This city is located in the central part of Ararat valley, and on the bank of Hrazdan River,16 km southwest of Yerevan on the road to the ancient city of Artashat. The town has a large railroad station that serves Yerevan.
Masis is one of the closest settlements to Mount Ararat and Little Ararat. The mountains are visible from most of the areas in the town and the population of the town is 18,500.
The name of the city derives from the highest peak of Mount Ararat. The History of Armenia derives the name from king Amasia, the great-grandson of the Armenian patriarch Hayk, who is said to have called the mountain Masis after his own name.
Historically, the territory of a modern-day city was included within the Vostan Hayots canton of the historical region of Ayrarat of Ancient Armenia. Masis was officially founded by the Soviet government in 1953 as Hrazdan.

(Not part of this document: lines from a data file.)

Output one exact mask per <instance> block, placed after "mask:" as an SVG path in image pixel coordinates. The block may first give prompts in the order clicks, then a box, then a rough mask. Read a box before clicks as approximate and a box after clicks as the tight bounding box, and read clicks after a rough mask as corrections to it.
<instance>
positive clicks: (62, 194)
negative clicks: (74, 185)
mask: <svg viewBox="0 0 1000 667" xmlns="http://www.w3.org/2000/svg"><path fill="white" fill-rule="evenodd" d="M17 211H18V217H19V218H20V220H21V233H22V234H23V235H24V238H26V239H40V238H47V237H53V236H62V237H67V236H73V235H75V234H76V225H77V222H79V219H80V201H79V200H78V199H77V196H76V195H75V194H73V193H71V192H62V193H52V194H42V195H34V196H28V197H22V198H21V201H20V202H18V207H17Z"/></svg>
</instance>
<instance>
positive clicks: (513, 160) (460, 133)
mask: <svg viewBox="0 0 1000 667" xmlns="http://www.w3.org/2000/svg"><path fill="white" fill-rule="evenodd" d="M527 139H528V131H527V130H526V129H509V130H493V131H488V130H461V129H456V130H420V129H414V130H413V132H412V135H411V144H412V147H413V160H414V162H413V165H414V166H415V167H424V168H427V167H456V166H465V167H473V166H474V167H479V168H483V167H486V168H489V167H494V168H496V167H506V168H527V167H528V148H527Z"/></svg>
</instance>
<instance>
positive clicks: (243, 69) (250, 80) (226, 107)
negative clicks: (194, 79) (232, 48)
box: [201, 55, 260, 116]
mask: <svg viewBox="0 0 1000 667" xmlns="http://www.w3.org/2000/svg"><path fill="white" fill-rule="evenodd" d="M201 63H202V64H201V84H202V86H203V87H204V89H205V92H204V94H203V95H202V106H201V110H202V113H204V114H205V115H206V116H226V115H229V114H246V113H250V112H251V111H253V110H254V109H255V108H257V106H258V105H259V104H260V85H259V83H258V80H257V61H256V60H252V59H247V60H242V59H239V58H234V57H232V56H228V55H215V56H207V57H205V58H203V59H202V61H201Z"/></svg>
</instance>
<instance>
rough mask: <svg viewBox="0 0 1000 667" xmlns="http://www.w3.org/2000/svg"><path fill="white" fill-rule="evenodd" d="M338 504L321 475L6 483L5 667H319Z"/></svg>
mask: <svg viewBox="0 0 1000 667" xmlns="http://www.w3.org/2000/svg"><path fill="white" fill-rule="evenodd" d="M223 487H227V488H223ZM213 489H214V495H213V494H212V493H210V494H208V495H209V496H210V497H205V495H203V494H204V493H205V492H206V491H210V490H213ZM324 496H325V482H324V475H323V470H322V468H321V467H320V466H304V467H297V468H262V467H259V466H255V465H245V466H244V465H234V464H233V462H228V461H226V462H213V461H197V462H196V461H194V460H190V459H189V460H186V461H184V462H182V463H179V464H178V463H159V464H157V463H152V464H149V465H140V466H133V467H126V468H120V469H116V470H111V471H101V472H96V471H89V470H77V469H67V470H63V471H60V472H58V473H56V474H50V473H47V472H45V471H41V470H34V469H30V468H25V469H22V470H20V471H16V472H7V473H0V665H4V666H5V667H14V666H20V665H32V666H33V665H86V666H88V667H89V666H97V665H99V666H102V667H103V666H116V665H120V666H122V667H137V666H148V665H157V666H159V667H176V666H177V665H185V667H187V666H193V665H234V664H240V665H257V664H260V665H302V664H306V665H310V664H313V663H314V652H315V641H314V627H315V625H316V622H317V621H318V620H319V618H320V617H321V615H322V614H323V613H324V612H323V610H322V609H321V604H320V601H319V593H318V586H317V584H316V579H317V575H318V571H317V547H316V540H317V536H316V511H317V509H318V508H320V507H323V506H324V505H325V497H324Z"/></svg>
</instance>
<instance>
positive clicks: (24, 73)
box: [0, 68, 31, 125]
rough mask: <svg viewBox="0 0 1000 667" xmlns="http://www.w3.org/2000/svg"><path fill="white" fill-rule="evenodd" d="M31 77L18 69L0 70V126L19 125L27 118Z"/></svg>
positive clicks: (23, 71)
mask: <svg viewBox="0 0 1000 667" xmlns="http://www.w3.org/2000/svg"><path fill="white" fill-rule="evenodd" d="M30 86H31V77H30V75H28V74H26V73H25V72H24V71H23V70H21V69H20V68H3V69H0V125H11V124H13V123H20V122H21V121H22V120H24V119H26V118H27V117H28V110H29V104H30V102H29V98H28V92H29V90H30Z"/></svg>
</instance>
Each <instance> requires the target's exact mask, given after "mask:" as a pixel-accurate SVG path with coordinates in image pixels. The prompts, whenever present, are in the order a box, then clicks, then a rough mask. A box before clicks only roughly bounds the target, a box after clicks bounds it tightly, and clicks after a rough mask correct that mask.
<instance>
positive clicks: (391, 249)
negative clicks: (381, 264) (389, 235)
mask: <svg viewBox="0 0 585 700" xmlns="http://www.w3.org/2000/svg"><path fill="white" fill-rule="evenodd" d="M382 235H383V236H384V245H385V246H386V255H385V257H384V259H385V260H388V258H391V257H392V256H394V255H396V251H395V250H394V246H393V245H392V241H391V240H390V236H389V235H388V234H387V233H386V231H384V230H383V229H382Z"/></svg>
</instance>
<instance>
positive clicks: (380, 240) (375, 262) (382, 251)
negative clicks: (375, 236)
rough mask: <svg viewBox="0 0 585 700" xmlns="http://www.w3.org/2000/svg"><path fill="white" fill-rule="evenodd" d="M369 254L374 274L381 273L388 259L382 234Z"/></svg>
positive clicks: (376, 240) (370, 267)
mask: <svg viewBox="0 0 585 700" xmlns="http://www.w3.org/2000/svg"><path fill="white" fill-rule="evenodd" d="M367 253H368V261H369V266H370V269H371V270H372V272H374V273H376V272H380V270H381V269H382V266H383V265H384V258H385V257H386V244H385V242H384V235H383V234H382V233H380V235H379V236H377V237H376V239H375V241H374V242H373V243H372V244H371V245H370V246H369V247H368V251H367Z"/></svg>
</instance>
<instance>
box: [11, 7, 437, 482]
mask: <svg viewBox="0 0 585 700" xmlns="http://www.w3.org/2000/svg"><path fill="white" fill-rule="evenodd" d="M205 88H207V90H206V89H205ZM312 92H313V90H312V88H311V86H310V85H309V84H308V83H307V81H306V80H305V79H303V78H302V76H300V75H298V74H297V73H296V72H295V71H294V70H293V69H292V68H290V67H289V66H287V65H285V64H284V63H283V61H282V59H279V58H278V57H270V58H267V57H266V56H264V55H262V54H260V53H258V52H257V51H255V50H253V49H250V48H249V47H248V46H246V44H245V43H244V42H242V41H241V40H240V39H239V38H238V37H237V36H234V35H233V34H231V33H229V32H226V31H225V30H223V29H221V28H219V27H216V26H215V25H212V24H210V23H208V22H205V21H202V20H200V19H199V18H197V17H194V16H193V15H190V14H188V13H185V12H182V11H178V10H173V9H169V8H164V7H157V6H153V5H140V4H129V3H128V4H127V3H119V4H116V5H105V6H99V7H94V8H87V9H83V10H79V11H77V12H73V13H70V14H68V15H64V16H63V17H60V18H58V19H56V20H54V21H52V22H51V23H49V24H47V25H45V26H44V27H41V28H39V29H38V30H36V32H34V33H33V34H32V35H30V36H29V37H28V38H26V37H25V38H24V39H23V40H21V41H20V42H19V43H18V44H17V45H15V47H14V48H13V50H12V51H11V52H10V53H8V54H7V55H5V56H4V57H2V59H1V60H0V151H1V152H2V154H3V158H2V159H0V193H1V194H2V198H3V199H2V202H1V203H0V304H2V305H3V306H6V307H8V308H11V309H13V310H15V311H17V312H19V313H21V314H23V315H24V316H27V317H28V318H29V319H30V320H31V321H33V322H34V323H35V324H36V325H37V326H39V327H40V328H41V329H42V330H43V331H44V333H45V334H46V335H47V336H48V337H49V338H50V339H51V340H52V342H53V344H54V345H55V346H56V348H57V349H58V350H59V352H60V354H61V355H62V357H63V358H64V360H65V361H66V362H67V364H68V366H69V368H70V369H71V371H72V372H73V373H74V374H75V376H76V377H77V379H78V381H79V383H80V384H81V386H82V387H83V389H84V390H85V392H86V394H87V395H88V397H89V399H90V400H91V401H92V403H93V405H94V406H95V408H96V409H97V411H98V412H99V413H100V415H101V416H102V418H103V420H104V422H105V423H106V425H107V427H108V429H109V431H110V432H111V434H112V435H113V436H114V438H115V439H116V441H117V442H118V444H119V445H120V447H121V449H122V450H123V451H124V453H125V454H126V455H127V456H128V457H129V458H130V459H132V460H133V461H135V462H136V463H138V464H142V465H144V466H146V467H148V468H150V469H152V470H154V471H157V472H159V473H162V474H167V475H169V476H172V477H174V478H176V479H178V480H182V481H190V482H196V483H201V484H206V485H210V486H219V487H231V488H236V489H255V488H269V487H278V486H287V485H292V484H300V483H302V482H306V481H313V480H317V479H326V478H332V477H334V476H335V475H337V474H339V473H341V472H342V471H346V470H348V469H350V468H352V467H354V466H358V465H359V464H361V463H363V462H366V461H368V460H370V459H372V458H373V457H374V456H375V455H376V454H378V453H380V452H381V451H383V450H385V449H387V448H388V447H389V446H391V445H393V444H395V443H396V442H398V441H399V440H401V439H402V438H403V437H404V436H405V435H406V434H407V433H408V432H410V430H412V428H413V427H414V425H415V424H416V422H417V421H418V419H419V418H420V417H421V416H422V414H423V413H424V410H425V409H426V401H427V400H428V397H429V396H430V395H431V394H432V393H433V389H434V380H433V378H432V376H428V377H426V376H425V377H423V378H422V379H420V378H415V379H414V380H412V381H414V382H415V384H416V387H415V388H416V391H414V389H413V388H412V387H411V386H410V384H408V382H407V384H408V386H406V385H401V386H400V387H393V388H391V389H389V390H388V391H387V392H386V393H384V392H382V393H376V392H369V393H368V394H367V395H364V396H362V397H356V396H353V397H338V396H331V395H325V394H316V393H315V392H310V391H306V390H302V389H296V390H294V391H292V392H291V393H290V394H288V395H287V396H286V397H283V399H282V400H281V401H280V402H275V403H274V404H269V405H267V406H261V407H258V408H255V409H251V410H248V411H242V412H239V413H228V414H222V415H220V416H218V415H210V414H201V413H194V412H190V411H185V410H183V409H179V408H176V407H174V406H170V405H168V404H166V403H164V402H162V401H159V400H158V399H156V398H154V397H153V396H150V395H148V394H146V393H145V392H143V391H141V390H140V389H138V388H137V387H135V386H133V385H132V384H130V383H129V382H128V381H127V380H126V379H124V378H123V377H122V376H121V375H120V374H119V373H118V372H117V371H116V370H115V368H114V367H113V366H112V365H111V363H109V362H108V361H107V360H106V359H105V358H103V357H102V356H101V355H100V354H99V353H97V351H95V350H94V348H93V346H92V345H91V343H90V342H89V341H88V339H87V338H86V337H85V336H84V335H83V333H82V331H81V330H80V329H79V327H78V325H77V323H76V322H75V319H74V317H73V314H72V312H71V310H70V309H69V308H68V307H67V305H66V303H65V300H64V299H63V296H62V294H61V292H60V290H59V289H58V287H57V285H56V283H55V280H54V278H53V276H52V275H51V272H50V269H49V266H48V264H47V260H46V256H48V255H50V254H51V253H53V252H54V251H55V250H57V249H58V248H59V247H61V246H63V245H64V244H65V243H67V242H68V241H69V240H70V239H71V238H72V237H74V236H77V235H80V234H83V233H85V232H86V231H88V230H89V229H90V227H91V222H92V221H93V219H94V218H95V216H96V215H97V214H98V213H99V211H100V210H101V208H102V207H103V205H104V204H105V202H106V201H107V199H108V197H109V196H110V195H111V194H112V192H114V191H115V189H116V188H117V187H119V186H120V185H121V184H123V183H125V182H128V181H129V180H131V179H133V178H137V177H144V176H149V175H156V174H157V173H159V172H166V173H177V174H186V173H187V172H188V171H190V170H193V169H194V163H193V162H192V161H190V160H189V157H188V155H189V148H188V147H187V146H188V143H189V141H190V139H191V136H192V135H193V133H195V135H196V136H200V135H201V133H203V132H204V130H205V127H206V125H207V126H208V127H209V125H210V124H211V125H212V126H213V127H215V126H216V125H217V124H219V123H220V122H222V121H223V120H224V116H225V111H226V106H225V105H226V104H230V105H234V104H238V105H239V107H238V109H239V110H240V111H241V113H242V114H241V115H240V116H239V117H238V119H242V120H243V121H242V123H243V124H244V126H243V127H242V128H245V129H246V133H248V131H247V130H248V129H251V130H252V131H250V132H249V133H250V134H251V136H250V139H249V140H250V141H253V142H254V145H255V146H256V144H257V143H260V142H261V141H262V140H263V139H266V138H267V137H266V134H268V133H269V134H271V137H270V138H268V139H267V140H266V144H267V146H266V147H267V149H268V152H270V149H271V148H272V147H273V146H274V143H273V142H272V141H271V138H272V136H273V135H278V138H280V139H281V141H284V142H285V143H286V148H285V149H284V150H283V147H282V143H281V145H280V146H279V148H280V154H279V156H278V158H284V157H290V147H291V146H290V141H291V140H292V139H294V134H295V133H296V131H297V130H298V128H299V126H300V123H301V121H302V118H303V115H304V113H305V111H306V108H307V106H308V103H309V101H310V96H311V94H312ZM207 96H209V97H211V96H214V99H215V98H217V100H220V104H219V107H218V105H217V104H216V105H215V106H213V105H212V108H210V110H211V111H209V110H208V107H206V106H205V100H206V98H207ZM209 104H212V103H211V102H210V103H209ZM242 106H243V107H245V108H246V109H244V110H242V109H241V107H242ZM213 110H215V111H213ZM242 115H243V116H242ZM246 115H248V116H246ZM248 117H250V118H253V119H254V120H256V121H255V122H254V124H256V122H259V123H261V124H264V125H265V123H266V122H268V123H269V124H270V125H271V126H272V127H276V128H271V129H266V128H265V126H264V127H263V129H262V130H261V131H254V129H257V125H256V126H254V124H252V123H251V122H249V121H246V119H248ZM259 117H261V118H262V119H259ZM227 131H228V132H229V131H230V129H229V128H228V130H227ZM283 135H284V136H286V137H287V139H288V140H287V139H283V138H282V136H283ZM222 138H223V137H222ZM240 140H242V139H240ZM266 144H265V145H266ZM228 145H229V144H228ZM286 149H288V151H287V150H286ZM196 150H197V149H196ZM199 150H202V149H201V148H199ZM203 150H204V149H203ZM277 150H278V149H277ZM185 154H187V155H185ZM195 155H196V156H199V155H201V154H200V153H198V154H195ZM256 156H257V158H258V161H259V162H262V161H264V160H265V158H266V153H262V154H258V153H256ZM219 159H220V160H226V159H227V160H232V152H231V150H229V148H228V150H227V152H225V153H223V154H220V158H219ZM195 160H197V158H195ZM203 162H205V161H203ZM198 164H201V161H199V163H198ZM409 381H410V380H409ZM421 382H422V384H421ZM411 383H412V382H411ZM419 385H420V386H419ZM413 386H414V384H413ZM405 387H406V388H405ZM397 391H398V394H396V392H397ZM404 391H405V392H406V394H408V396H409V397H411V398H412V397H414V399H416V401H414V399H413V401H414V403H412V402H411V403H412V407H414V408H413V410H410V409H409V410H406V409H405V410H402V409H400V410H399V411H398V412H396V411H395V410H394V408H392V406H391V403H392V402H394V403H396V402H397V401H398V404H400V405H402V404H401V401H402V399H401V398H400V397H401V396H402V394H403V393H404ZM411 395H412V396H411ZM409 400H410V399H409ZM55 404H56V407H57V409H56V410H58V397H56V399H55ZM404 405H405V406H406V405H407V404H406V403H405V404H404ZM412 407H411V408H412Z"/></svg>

In 1969 the residence was renamed Masis, within 2 years, the town was given the status of an urban-type settlement in 1971. The settlement was developed as a center for agricultural products and light industries during the Soviet years.
The industrial district of Masis occupies the western half of the town. Unfortunately, most of the Soviet industry in Masis was abandoned after the independence of Armenia. However, Masis is currently a major center for tobacco products in Armenia and Transcaucasia, with 2 giant manufacturers: Masis Tobacco factory (since 1999) and International Masis Tabak factory.
It gradually became home to many large firms including the Al. Miasnikian furniture factory, the Masis unit of the Yerevan carpet weaving factory, as well as a branch of the Yerevan paper manufacturing plant․ The city is considered to be a satellite of Yerevan city. Summer, in general, is short but hot. While winter is long and very cold.
The city has a 16th-century chapel named after Saint Thaddeus and a 19th-century church known as the Holy Mother of God which has a beautiful architectural style. Currently, the town has a public library and a music school named after Arno Babajanian. The World War II monument is one of the main monuments of Masis.